L’afrore era disgustoso. Ognuno dei tre mondi circumlunari della Concatenazione aveva il proprio odore indigeno. Lindsay ricordava che la sua Repubblica gli era parsa puzzare la prima volta che si era trovato a farvi ritorno dopo aver frequentato l’accademia dei Plasmatori. Ma qui l’aria pareva tanto immonda da essere in grado di uccidere. Il suo naso cominciò a colare.
Ognuno dei mondi della Concatenazione si era trovato a dover risolvere problemi biologici a mano a mano che l’habitat invecchiava.
Il suolo fertile richiedeva un minimo di dieci milioni di cellule batteriche per centimetro cubo. Questo sciame invisibile costituiva la base di qualunque creatura fruttificante. Era stata l’umanità a portarlo nello spazio.
Ma l’umanità e i suoi simbionti avevano buttato via la coltre dell’atmosfera. I livelli delle radiazioni erano aumentati. I mondi circumlunari avevano schermi fatti di detriti lunari importati, profondi parecchi metri, ma non potevano evitare le raffiche delle esplosioni solari e gli impatti casuali delle radiazioni cosmiche.
Senza batteri, il suolo sarebbe stato un mucchio senza vita di polvere lunare importata. Ma, con essi, rischiava costantemente un evento mutazionale.
La Repubblica lottava per tenere sotto controllo i suoi Agri. Nello Zaibatsu, l’acidificazione era diventata epidemica. I funghi mutanti si erano diffusi a macchia d’olio, formando una crosta miceliale sotto la superficie esposta del terreno. Questa crosta gommosa respingeva l’acqua, soffocando gli alberi e l’erba. La vegetazione morta veniva attaccata dalla putrescenza. Il terreno si era inaridito, l’aria era diventata eccessivamente umida, e la muffa fioriva sui campi e i frutteti morenti, grige capocchie di spillo che si coagulavano a sciami formando chiazze di corruzione, pelose come licheni…
Quando le cose raggiungevano questo stadio, soltanto sforzi disperati potevano rimettere in sesto un mondo.

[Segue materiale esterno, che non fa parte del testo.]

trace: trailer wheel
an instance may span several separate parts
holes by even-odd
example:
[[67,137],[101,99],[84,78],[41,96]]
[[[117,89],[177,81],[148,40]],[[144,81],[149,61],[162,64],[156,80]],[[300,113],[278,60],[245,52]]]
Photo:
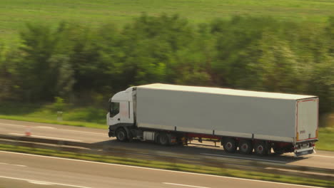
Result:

Zaibatsu avrebbe dovuto esser evacuato, tutta la sua aria decompressa nello spazio, e l’intera superficie interna avrebbe dovuto esser ripulita carbonizzandola nel vuoto, e poi riseminata da zero. Ma la spesa per tutto questo era rovinosa.
Le colonie che si erano trovate davanti a prospettive del genere avevano sofferto scissioni e defezioni di massa, durante le quali a migliaia gli abitanti erano fuggiti verso le frontiere dello spazio più profondo. Con il passare del tempo, questi profughi avevano formato delle società proprie. Si erano uniti in Consorzio politico economico, i cartelli Mechanist della Cintura degli Asteroidi, oppure al Consiglio dell’Anello dei Plasmatori, in orbita intorno a Saturno.